Herstel van een inschrijving is hooguit toegestaan indien aan al deze voorwaarden is voldaan:
- Er is sprake van een klaarblijkelijke behoefte aan precisering of een kennelijke materiële fout;
- De aanbestedende dienst heeft vóór het aanbieden van een herstelmogelijkheid kennisgenomen van alle inschrijvingen;
- Alle inschrijvers wordt op vergelijkbare manier een herstelmogelijkheid geboden;
- Het herstel leidt er niet toe dat in werkelijkheid een nieuwe inschrijving ontstaat; en
- Er is geen sprake van het aanvullen of verbeteren van een stuk of informatie dat/die volgens de aanbestedingsstukken verplicht diende te worden verstrekt.
Als aan deze eisen is voldaan, kan een aanbestedende dienst een herstelmogelijkheid bieden. In zijn beoordeling van de herstelbaarheid van een gebrek behandelt de aanbestedende dienst inschrijvers “gelijk en op loyale wijze”.
Het Poolse recht verplicht een aanbestedende dienst onder omstandigheden om een herstelmogelijkheid te bieden. Die verplichting is volgens het Europese Hof slechts toegestaan binnen de kaders van bovengenoemde voorwaarden. Als daaraan niet is voldaan, bestaat geen verplichting voor de aanbestedende dienst, ongeacht de nationaalrechtelijke bepaling.

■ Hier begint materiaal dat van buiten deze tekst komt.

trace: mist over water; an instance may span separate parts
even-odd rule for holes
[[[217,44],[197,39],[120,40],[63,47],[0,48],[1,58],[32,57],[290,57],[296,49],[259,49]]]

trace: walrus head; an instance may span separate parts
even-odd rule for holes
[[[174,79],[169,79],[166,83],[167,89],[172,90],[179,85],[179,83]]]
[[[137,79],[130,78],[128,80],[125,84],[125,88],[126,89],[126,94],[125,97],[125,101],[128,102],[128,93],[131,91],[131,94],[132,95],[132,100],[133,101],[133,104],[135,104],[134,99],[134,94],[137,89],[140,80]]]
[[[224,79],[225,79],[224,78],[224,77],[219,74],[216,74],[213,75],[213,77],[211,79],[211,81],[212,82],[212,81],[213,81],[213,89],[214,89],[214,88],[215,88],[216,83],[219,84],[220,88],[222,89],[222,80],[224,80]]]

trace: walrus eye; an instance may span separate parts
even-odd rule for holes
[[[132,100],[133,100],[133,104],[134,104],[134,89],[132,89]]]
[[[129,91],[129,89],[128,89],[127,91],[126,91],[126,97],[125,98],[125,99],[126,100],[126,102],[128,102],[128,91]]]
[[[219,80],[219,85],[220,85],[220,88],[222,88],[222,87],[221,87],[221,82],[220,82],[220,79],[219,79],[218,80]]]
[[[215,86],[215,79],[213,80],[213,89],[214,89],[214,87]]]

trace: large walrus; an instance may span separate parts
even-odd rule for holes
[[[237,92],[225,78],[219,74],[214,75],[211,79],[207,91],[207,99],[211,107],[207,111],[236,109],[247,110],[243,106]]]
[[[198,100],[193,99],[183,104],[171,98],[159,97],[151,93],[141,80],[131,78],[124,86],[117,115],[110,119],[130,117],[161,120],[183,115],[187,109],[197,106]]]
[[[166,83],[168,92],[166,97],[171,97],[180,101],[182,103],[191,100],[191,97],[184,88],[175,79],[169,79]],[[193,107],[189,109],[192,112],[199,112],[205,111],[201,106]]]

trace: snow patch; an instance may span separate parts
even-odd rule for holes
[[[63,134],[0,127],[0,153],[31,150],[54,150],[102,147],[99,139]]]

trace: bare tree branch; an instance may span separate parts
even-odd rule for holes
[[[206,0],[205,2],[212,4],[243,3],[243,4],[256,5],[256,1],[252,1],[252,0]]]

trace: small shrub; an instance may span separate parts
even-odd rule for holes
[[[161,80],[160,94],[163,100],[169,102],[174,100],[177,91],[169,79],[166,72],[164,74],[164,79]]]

Met deze vingerwijzing van het Hof zal de Poolse rechter moeten beoordelen of Archus en Gama een nieuwe microfilm hadden mogen indienen. Zijn uitspraak laat zich raden. De oude microfilm voldeed niet en had tot afwijzing van de inschrijving (ongeldigheid) geleid, zodat niet is voldaan aan bovenstaande vijfde eis. Bovendien zal met de nieuwe microfilm snel “in werkelijk een nieuwe inschrijving” zijn ontstaan (eis 4). Tot slot is de oude microfilm waarschijnlijk geen kennelijke materiële fout en is de nieuwe microfilm geen precisering. De Poolse rechter zal het geboden herstel dus afkeuren. Op grond van de oude, gebrekkige microfilm zullen Archus en Gama de opdracht mislopen.
Commentaar
Het Nederlandse nationale recht geeft (anders dan kennelijk het Poolse recht) aanbestedende diensten relatieve vrijheid. Zij kunnen herstelmogelijkheden bieden, maar zijn daartoe zelden verplicht. Zij dienen – uiteraard – bij de uitoefening van hun bevoegdheden bovengenoemde Europeesrechtelijke criteria te hanteren.
Soms bestaat echter ook voor Nederlandse aanbestedende diensten een verplichting tot herstel. Het ARW 2016 schrijft voor dat de aanbesteder ter zake van een gebrekkige eigen verklaring (UEA) of gebrekkige bewijsmiddelen (o.a. GVA) een hersteltermijn van twee werkdagen biedt. Uit de uitspraak van het Europees Hof volgt (andermaal) dat zulk herstel toch achterwege moet blijven als het in strijd zou zijn met bovenstaande vijf vereisten.